При этом Давыдов вежливо указал сначала на сурового шестидесятилетнего мужчину, который первым ко мне обратился, а потом и на второго, скромно стоявшего чуть позади.
Мысленно я отметил, что ни должностей, ни принадлежности к тому или иному роду войск или ведомству Давыдов решил не называть. Оставил эти подробности в тайне. Молчание Давыдова кричало громче слов: здесь замешаны большие шишки, и ему не хочется лишний раз ошибиться.
Тем не менее эта краткая заминка дала мне немножко времени чтобы оценить пришедших.
Генерал-лейтенант Николаев, несмотря на возраст, выглядел крепким и подтянутым.
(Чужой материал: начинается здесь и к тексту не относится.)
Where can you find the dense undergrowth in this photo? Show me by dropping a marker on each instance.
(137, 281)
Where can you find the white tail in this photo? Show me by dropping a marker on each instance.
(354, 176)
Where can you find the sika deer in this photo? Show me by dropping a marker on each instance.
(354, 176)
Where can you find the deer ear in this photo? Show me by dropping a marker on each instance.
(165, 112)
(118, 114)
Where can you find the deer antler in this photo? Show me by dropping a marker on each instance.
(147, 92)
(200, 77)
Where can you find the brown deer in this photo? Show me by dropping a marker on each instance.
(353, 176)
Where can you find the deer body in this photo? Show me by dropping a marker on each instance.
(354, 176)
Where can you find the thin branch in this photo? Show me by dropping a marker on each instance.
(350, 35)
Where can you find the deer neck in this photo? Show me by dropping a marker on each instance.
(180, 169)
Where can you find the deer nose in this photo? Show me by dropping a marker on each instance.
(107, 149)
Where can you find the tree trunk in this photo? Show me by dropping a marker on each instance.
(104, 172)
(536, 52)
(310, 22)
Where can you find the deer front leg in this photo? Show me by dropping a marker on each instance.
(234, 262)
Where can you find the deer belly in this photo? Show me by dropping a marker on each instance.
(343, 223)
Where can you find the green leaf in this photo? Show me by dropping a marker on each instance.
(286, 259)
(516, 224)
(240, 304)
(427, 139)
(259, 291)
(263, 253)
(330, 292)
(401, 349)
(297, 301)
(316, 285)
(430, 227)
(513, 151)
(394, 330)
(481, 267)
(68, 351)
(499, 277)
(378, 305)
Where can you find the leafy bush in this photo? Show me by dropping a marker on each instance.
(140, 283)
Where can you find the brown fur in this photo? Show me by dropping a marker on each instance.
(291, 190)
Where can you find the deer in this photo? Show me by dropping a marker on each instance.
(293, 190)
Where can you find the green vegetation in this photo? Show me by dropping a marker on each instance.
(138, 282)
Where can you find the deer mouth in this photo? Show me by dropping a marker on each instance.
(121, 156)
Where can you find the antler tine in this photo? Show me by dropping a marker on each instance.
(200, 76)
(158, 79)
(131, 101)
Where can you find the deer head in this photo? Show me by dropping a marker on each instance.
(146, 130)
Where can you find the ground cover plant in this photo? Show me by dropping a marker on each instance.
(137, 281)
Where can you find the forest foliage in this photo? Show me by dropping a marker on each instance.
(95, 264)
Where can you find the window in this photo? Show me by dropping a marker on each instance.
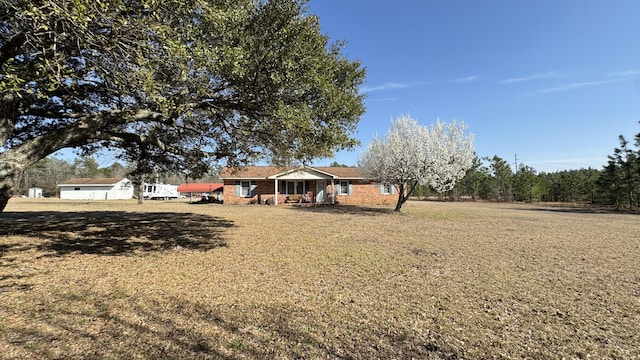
(344, 187)
(246, 188)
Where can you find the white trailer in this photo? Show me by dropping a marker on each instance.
(156, 191)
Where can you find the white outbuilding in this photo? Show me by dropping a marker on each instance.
(35, 192)
(96, 189)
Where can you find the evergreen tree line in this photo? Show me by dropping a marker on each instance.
(492, 179)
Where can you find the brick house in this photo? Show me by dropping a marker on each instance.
(306, 184)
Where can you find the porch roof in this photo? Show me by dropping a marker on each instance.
(272, 172)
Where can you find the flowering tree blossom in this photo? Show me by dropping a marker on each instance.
(411, 154)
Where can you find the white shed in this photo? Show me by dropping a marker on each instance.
(35, 192)
(96, 189)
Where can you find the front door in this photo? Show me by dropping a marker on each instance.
(321, 189)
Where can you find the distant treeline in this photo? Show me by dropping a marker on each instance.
(617, 184)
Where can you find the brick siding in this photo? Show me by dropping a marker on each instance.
(362, 193)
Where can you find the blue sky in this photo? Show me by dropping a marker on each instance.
(554, 82)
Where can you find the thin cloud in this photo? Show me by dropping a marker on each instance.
(578, 85)
(385, 86)
(547, 75)
(627, 73)
(466, 79)
(380, 99)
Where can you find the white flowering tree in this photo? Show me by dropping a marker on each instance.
(411, 154)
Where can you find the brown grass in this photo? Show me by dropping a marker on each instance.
(440, 281)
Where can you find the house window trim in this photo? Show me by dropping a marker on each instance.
(386, 189)
(341, 186)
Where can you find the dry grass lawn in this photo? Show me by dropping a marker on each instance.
(440, 281)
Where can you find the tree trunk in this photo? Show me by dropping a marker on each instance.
(5, 195)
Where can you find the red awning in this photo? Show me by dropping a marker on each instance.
(200, 187)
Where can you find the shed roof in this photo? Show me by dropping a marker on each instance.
(91, 181)
(200, 187)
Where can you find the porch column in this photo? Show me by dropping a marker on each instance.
(276, 194)
(333, 195)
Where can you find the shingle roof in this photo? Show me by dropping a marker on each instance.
(92, 181)
(263, 172)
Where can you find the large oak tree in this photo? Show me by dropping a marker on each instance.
(172, 84)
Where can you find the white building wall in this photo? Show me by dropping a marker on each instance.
(35, 192)
(118, 191)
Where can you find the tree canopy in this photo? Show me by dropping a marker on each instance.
(173, 84)
(412, 154)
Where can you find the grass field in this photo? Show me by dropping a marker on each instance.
(440, 281)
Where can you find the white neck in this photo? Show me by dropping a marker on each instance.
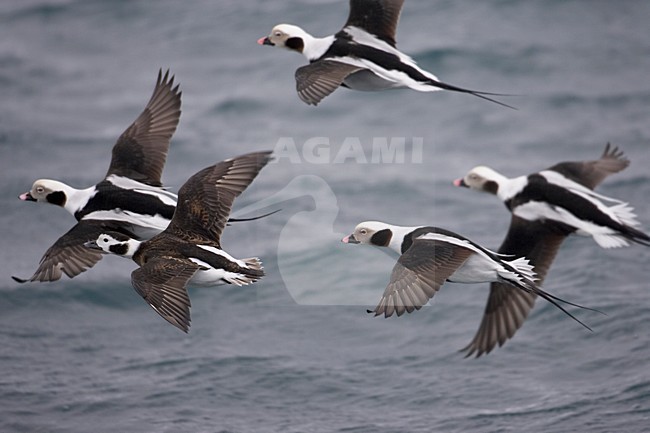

С первого взгляда можно было сказать — этот человек привык к дисциплине. Привык требовать ее и от других, и от себя. Об этом говорил опрятный во всех мелочах внешний вид офицера: идеально выглаженный качественный костюм «дипломатического кроя», строгий черный галстук, начищенные до блеска туфли, аккуратно зачесанные волосы.
От него исходило ощущение незыблемости, как от гранитного монумента. Каждый жест, каждый поворот головы был выверен, экономичен, лишен суеты.
У генерал-лейтенанта было плотное, коренастое телосложение. Понятно — раньше, в молодости, этот человек имел атлетическое сложение. Но даже сейчас с возрастом он стал скорее солидным, чем тучным. Мощная шея, квадратные плечи под тканью пиджака, крупные кисти рук с короткими пальцами — руки человека, знавшего работу, но давно переложившего грубую силу на других.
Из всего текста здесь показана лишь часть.